Tudo, tudo mesmo apontava na direção de se estar perdida, indisponível dentro daquele pequeno universo cheio de alegria, alegria transmitida em ondas de amor, redesenhando a simples redoma de vidro, definiria quase tudo. Haveria algo conspirando nas entrelinhas astrais, forçando meus pensamentos e atitudes na direção de um abismo silencioso? Ah, o invisível que se deixa perceber através das ondas de energias! Alguma coisa conspirando nos submundos, com certeza lançando energias negativas, ou conspirando para que uma nova guerra fosse lançada no meu mundo!
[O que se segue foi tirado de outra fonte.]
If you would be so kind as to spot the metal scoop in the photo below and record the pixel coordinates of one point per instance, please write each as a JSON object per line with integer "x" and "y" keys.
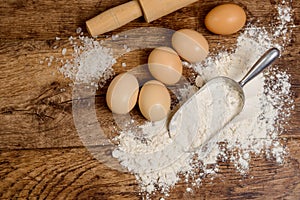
{"x": 214, "y": 105}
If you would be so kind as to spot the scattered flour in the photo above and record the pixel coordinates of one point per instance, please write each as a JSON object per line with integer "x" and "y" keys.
{"x": 157, "y": 161}
{"x": 91, "y": 62}
{"x": 254, "y": 131}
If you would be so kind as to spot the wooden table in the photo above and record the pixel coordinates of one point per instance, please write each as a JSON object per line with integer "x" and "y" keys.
{"x": 41, "y": 155}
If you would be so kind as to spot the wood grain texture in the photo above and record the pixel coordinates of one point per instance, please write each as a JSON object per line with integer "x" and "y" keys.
{"x": 41, "y": 154}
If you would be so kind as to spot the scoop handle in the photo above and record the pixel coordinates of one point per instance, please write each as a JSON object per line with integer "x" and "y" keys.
{"x": 266, "y": 60}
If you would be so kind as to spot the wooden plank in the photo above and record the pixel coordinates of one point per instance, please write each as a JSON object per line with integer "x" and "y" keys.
{"x": 41, "y": 154}
{"x": 73, "y": 174}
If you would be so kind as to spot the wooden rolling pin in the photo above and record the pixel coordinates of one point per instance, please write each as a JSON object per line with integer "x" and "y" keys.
{"x": 125, "y": 13}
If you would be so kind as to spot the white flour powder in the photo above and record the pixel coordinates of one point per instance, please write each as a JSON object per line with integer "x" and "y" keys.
{"x": 158, "y": 164}
{"x": 91, "y": 62}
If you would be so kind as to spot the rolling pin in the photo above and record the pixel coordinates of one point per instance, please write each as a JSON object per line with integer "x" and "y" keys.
{"x": 118, "y": 16}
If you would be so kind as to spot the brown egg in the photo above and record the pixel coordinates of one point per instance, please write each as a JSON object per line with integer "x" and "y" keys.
{"x": 190, "y": 45}
{"x": 122, "y": 93}
{"x": 165, "y": 65}
{"x": 154, "y": 101}
{"x": 225, "y": 19}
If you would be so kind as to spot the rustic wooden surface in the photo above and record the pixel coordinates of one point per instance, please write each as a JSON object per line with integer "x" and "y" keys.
{"x": 41, "y": 155}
_Entenderam como me sinto flutuando nas lacunas das emoções, não! Não, não acredito em distorções de tempo, mesmo que breves equívocos sejam lançados sob termos obscuros, ainda assim, têm explicações aceitáveis, ainda que, sejam distorções ou avarias ou uma insinuação ao desconhecido, quem é que se importa com a cor de suas unhas! Se acontecer de um lado, também deve acontecer do outro lado, ou deveria acontecer. Danem-se todos. Que tudo se dane! Se meus cálculos estiverem certos, as flores do banheiro estarão mortas em breve e eu encontrarei um mundo repleto de luz.
Pode ser qualquer coisa, um sorriso incerto ou uma faca cega escondida na cintura. Acontecimentos que nem os deuses mais espertos estariam sabendo quebrar, minha mãe não acredita em outros deuses. E eu, sem conhecimento, sem malícia para achar respostas, vago com a imaginação fervente e de mãos vazias sob coloridas copas e sombras oferecidas pelos dias que ninguém percebe ou nota pois estão ocupados com alguma preocupação e eu olhando de ângulo diferente vejo vários deuses correndo por entre as árvores e se escondendo nas sombras. Adoro observar as nuvens refletidas nas águas do rio manso e a viajarem acompanhando os pássaros pelo céu azulado. Com olhos de outros bichos a conversarem dentro das folhas coloridas e que transferem as dúvidas da floresta por osmose para dentro das células de meu corpo. Sem ter nada para contar, na boca aberta ruminando dúvidas que pairam rente às nuvens que imagino serem outras celebridades que só se veem na televisão, e a cada nuvem ressurgindo do espelho azulado e a cada nuvem desaparecendo sobre as enormes copas, onde, nada se conta, mas, a mais bela das cenas me deixa envolvida nas perplexidades que bagunça os meus rotineiros dias, de resto é só estórias.
Que quantidade de nuvens já passou por sobre esse rio num único dia? O que acontecerá sobre minha cabeceira ainda que localize a árvore perfeita no espaçoso jardim? Existirão árvores tão perfeitas no paraíso, perfeitas como são as migalhas de esperança se desviando das sombras reservadas para minha extravagante natureza virginal para ninguém saber! Mesmo quando a calmaria tenta se aproximar, a mente ansiosa cria gratuitamente outros entraves que solicitam coisas diversas para atrapalhar a mensagem da linda paisagem.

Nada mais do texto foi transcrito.